Abstract

Evidence suggests that many patients tolerate statin therapy after an adverse reaction. However, clinical outcomes of statin persistence after adverse reactions are unknown. We conducted a retrospective cohort analysis of the relationship between persistent statin therapy during 12 months after an adverse reaction, and cardiovascular (CV) events (myocardial infarctions and strokes) and death from any cause. We studied patients in primary care practices at two academic medical centers who reported an adverse reaction to a statin between 2000 and 2011 and were subsequently followed for at least 12 months.
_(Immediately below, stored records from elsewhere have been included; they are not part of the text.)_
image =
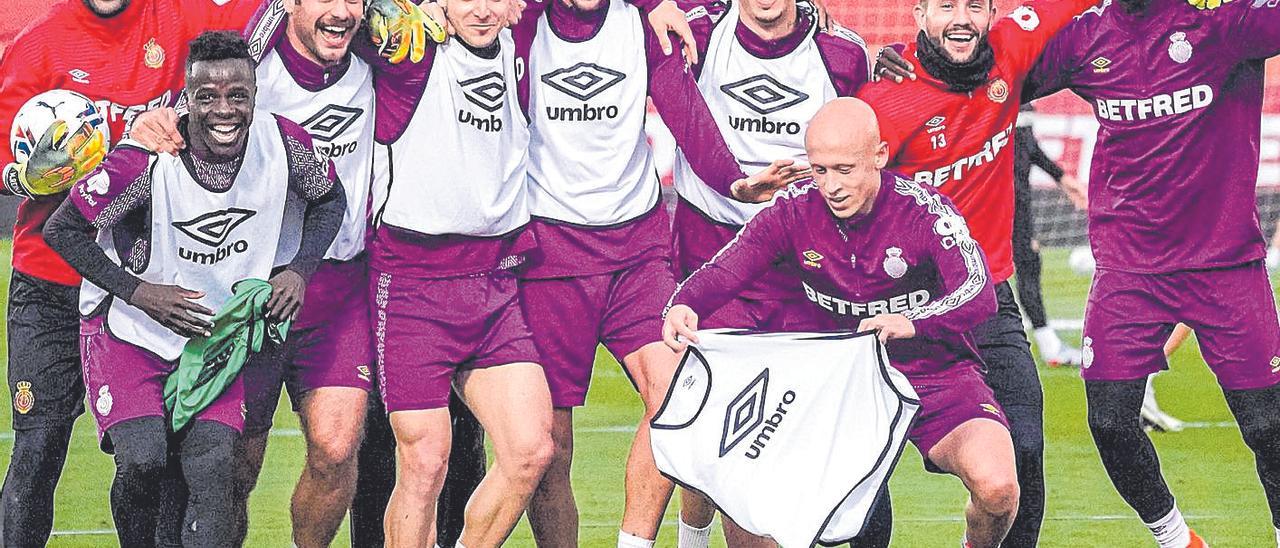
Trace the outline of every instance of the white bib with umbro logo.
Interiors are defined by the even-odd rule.
[[[151,246],[145,282],[204,292],[195,302],[219,311],[231,286],[245,278],[266,280],[289,191],[289,160],[279,122],[257,111],[249,126],[244,160],[231,188],[200,186],[178,156],[161,154],[151,171]],[[166,360],[182,353],[187,338],[145,312],[113,299],[107,313],[112,334]]]
[[[782,546],[856,536],[920,408],[875,335],[698,339],[650,423],[658,469]]]
[[[485,59],[450,38],[374,189],[375,222],[421,234],[498,236],[529,222],[529,127],[516,95],[515,42]]]
[[[743,173],[753,174],[774,160],[804,161],[804,130],[835,85],[811,25],[794,51],[774,59],[752,55],[738,42],[738,7],[732,4],[715,29],[702,62],[698,88]],[[766,204],[727,198],[698,178],[682,151],[676,151],[676,191],[711,219],[743,225]]]
[[[558,36],[550,14],[538,21],[529,54],[529,197],[536,217],[612,225],[658,202],[644,131],[648,29],[623,0],[609,0],[606,9],[599,32],[582,42]]]
[[[351,56],[350,62],[337,82],[320,91],[298,85],[274,49],[258,64],[257,108],[302,126],[311,134],[316,152],[333,160],[338,171],[347,194],[347,211],[325,258],[340,261],[364,251],[373,176],[373,80],[364,61]],[[276,264],[288,264],[297,254],[306,206],[301,197],[290,195]]]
Adverse reactions to statins were identified using a combination of natural language processing of provider notes and EMR data. Among 28,279 study patients, 19,997 (70.7%) had persistent statin therapy after an adverse reaction. There were 10,203 (36.1%) patients at high CV risk (previous history of coronary artery disease (CAD), stroke or diabetes). Over a mean of 1,333 days of follow-up, 2,390 (8.45%) of patients suffered a CV event and 1,354 (4.8%) patients died. In univariate analysis, among patients at high CV risk 25.7% of patients who stopped statins reached composite primary outcome (CV event or death) vs. 19.6% of patients who had persistent statin therapy (Figure; p < 0.0001). In multivariable analysis adjusted for demographics, smoking status, Charlson Comorbidity Index, family history of stroke or CAD, blood pressure, body mass index, LDL cholesterol level, and renal function, persistent statin therapy was associated with a hazard ratio for primary outcome of 0.887 (95% CI 0.807 - 0.976; p=0.014). Persistent statin therapy was not associated with increased time to primary outcome in either univariate or multivariable analysis among patients with low baseline CV risk. Persistent statin therapy after a reported adverse reaction to a statin was associated with longer time to CV event or death in patients at high but not low CV risk.